Sono passati, infatti, ormai 18 mesi – da quel Consiglio dei Ministri tenutosi a Reggio Calabria il 18 aprile 2019 – dal commissariamento che ha visto Stefano Cotticelli assumere il management della gestione sanitaria regionale. Una guida, quella di Cotticelli, che non è stata affatto esente da critiche, in primis da parte della compianta ex Presidente Jole Santelli. È sui numeri, comunque, che ci si vuole concentrare.

In primis, sarebbe interessantissimo capire come sia stato possibile che la Calabria abbia attivato, a cavallo fra la prima e la seconda ondata, solamente 6 posti di terapia intensiva in più. Sul territorio regionale, infatti, si è passati dai 146 slot disponibili in rianimazione antecedenti lo scoppio della pandemia ai 152 attuali. Un aumento irrisorio, offensivo e vergognoso, sopratutto se rapportato al +1273 del resto d’Italia, tutti previsti dal Piano Arcuri.

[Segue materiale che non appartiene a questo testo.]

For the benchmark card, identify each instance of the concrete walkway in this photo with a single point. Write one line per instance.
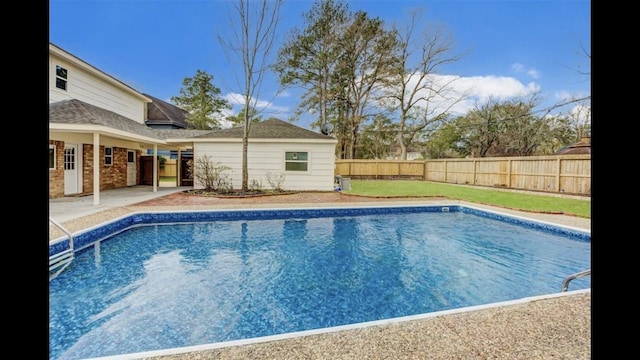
(72, 207)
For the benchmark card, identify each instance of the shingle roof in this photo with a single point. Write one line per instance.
(161, 112)
(581, 147)
(267, 129)
(180, 133)
(78, 112)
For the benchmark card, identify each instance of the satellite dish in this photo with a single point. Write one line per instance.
(326, 128)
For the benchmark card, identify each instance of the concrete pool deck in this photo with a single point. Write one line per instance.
(556, 326)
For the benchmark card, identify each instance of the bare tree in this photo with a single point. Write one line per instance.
(413, 89)
(254, 24)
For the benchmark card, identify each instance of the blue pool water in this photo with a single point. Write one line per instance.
(176, 281)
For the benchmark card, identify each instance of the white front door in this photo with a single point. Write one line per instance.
(71, 169)
(131, 167)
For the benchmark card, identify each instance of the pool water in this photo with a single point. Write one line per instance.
(164, 286)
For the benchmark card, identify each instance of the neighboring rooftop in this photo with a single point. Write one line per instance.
(581, 147)
(161, 114)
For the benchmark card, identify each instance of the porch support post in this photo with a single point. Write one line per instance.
(155, 167)
(96, 168)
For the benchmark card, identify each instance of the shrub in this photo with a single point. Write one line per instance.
(275, 180)
(211, 176)
(255, 185)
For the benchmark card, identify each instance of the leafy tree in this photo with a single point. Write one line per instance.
(202, 100)
(240, 117)
(367, 55)
(377, 138)
(509, 128)
(254, 30)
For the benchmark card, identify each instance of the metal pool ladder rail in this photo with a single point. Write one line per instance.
(567, 280)
(58, 262)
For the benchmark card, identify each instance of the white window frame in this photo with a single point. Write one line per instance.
(108, 158)
(296, 160)
(64, 79)
(53, 147)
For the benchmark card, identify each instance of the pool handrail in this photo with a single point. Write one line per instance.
(62, 259)
(567, 280)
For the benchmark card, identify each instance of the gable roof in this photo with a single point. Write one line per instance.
(76, 112)
(267, 129)
(163, 113)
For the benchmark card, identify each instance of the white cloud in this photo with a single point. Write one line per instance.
(479, 89)
(517, 67)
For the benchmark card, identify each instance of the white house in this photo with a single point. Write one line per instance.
(303, 159)
(101, 131)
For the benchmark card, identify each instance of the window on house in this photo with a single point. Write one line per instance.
(108, 156)
(296, 161)
(61, 77)
(52, 157)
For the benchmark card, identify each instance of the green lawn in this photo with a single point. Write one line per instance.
(480, 195)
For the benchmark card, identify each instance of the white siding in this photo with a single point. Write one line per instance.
(267, 158)
(86, 86)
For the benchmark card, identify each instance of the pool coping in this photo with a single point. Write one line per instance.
(328, 330)
(90, 235)
(136, 218)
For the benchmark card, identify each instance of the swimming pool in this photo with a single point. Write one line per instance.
(169, 280)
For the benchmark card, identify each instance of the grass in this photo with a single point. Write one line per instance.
(480, 195)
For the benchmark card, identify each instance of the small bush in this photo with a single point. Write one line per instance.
(255, 185)
(211, 176)
(275, 180)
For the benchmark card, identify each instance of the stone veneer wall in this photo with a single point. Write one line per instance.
(56, 177)
(111, 177)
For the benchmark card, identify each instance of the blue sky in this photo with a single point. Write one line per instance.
(510, 46)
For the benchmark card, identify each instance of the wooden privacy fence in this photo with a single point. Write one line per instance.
(570, 174)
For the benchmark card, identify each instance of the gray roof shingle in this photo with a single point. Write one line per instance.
(79, 112)
(268, 129)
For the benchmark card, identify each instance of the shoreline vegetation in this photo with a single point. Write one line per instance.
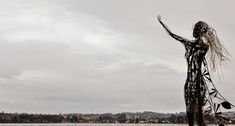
(146, 117)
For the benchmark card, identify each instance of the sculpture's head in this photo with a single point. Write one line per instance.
(217, 52)
(200, 29)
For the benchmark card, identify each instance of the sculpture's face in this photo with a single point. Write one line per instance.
(200, 29)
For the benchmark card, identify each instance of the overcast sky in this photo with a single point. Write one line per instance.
(97, 56)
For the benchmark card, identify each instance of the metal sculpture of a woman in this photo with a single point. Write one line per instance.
(199, 90)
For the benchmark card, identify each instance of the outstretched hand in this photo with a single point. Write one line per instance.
(164, 26)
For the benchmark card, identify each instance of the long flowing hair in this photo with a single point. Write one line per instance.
(217, 52)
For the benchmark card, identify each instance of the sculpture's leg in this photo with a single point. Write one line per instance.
(190, 116)
(200, 118)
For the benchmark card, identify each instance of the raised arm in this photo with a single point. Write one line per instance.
(179, 38)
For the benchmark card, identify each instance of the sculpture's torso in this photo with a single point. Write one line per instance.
(195, 84)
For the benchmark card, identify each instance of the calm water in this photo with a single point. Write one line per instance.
(96, 125)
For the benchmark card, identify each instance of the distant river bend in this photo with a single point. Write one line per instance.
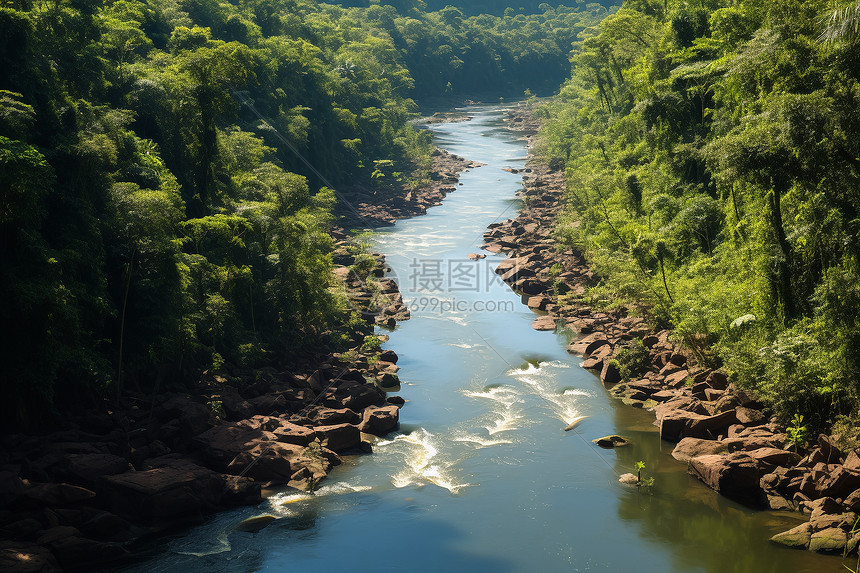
(481, 476)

Un piano, comunque, fallace anche a livello nazionale. Su tutta la penisola, infatti, i nuovi posti in TI sarebbero dovuti essere ben 3553, ovvero oltre 2200 in più di quelli effettivamente resi disponibili. Una mancanza, quindi, che ha ferito l’intero paese, con la Calabria, come fin troppo spesso siamo abituati, in coda alla classifica degli aumenti effettuati (6, come detto). Peggio hanno fatto solo Molise (+4, da 30 a 34) e Umbria (0, 7o posti).

Eppure sia Arcuri che Cotticelli di tempo ne hanno avuto. Questo dannato virus, nel suo essere diabolico, aveva quantomeno avuto l’accortezza di concedere una tregua, in estate. Una tregua che poteva e doveva essere sfruttata con ogni mezzo, per rafforzare le strutture sanitarie, specie in quei territori fragili. E chi, del resto, non è più fragile della Calabria?

L’aveva scritto la stessa Jole Santelli, prima di morire, a Giuseppe Conte.

Non m’interessa essere soggetto attuatore di un piano che non condivido, ma è necessario che i calabresi sappiano che il governo si sta assumendo tutta le responsabilità della gestione sanitaria del Covid in Calabria e che la Regione è stata totalmente esautorata. Mi spiace dopo mesi di leale collaborazione, ne prendo semplicemente atto.

Una sorta di predizione, quella della Presidente Santelli, che aveva messo in guardia su una situazione, in realtà, ben nota a tutti: l’inadeguatezza medica di una Regione a cui manca praticamente ogni cosa. In primis, forse, qualcuno di interno che ne gestisca in maniera onesta la Sanità. Cosa che non avverrà almeno fino al 2022, visto il rinnovo del commissariamento da parte del Governo col Decreto Calabria. Nel 2019, lo ricordiamo, l’intervento di Roma fu reso inevitabile dalle infiltrazioni – poi accertate – delle criminalità organizzata all’interno della gestione delle ASL locali. Un provvedimento giusto, che doveva ripulire un settore – come tanti – inquinato. Tuttavia, pur consapevoli delle difficoltà che un simile piano di rientro comportava, si richiedeva a Cotticelli di dare ai calabresi una dignità infrastrutturale ed organizzativa a livello sanitario.

Una dignità evidentemente calpestata dai recenti sviluppi, per responsabilità che è inevitabile siano anche di Arcuri e Cotticelli. Il primo chiamato a gestire l’emergenza pandemica. Il secondo a guidare fuori dal baratro un settore sanitario spolpato da criminalità e illegalità. Ma, perdonateci, cari commissari: non è altrettanto illegale – perlomeno a livello morale – chiudere una regione perché, in 6 mesi, si è riusciti ad attivare solamente 6 posti in terapia intensiva?

NB: tutti i dati riportati fanno riferimento alla data del 19 ottobre 2020.